Metadata-Version: 2.4
Name: pyfastcdc
Version: 0.1.0
Summary: FastCDC 2020 implementation in Python, with Cython acceleration
Author: Fallen_Breath
License: MIT
Project-URL: Homepage, https://github.com/Fallen-Breath/pyfastcdc
Classifier: Programming Language :: Python
Classifier: Programming Language :: Python :: 3.6
Classifier: Programming Language :: Python :: 3.7
Classifier: Programming Language :: Python :: 3.8
Classifier: Programming Language :: Python :: 3.9
Classifier: Programming Language :: Python :: 3.10
Classifier: Programming Language :: Python :: 3.11
Classifier: Programming Language :: Python :: 3.12
Classifier: Programming Language :: Python :: 3.13
Classifier: Programming Language :: Python :: 3.14
Requires-Python: >=3.6
Description-Content-Type: text/markdown
License-File: LICENSE
Requires-Dist: dataclasses; python_version < "3.7"
Requires-Dist: typing_extensions
Provides-Extra: dev
Requires-Dist: build; extra == "dev"
Requires-Dist: cython; extra == "dev"
Requires-Dist: pytest; extra == "dev"
Requires-Dist: setuptools; extra == "dev"
Dynamic: author
Dynamic: classifier
Dynamic: description
Dynamic: description-content-type
Dynamic: license
Dynamic: license-file
Dynamic: project-url
Dynamic: provides-extra
Dynamic: requires-dist
Dynamic: requires-python
Dynamic: summary

# PyFastCDC

A FastCDC 2020 implementation written in Python, with [Cython](https://github.com/cython/cython) acceleration

Supports Python 3.6+

**Still under development**

## Installation

TODO

PyFastCDC is available on PyPI with prebuilt wheels for common platforms.
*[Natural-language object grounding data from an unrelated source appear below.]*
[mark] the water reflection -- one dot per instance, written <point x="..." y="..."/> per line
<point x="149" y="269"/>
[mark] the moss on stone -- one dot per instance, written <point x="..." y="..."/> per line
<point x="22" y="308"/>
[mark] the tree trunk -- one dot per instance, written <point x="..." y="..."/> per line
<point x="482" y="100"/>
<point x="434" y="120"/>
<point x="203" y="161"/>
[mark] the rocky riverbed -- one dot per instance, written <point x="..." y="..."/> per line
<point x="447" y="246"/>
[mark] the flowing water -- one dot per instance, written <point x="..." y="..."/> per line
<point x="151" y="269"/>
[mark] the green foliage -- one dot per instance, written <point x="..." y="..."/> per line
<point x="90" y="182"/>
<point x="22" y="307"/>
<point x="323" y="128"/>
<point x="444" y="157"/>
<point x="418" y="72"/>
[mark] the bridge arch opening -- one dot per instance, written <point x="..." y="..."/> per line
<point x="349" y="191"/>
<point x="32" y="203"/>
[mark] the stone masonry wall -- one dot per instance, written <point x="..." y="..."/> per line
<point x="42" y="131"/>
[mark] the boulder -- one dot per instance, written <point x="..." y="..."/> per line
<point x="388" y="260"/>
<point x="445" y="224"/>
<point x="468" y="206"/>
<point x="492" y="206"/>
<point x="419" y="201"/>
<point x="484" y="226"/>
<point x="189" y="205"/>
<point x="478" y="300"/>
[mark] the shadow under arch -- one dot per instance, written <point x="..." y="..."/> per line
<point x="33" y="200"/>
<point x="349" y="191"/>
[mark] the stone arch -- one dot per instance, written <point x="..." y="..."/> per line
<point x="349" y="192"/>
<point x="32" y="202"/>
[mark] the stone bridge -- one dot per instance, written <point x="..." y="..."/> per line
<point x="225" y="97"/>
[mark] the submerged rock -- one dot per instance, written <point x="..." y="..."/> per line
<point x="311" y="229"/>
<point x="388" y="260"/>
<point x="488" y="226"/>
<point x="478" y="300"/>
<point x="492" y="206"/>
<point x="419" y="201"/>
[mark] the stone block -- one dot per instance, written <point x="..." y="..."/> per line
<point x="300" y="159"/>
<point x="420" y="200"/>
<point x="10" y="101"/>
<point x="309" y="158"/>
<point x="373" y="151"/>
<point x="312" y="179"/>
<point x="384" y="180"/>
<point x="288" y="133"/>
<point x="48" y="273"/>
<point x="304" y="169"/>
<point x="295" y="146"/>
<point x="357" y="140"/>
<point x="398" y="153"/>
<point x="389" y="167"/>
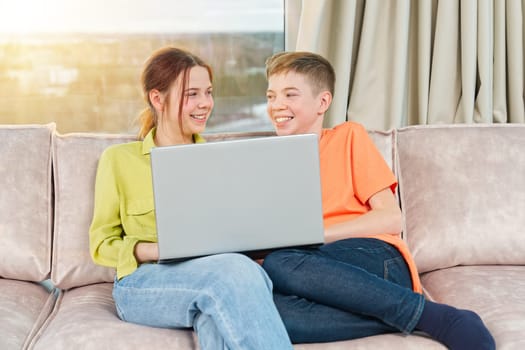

You can install it via pip or other Python package managers you want:

```bash
pip install pyfastcdc
```

For platforms without prebuilt wheels, a suitable build environment capable of compiling Python extension modules is required.
For example, you might need to install `gcc` and `python3-dev` via `apt` in Debian

If the Cython extension fails to compile, the installation will fall back
to a pure-Python implementation, which is significantly slower

## Usage

TODO

```python
import hashlib
from pyfastcdc import FastCDC

for chunk in FastCDC(16384).cut_file('archive.tar'):
	print(chunk.offset, chunk.length, hashlib.sha256(chunk.data).hexdigest())
```

Please only import members from `pyfastcdc` in your application code and avoid importing inner modules (e.g. `pyfastcdc.common`) directly.
Only public APIs inside the `pyfastcdc` module are guaranteed to be stable across releases

```python
from pyfastcdc import Chunk         # GOOD
from pyfastcdc.common import Chunk  # BAD, no API stability guarantee
```

## Performance

With the help of Cython, PyFastCDC can achieve near-native performance on chunking inputs

![benchmark](https://raw.githubusercontent.com/Fallen-Breath/pyfastcdc/refs/heads/master/benchmark.png)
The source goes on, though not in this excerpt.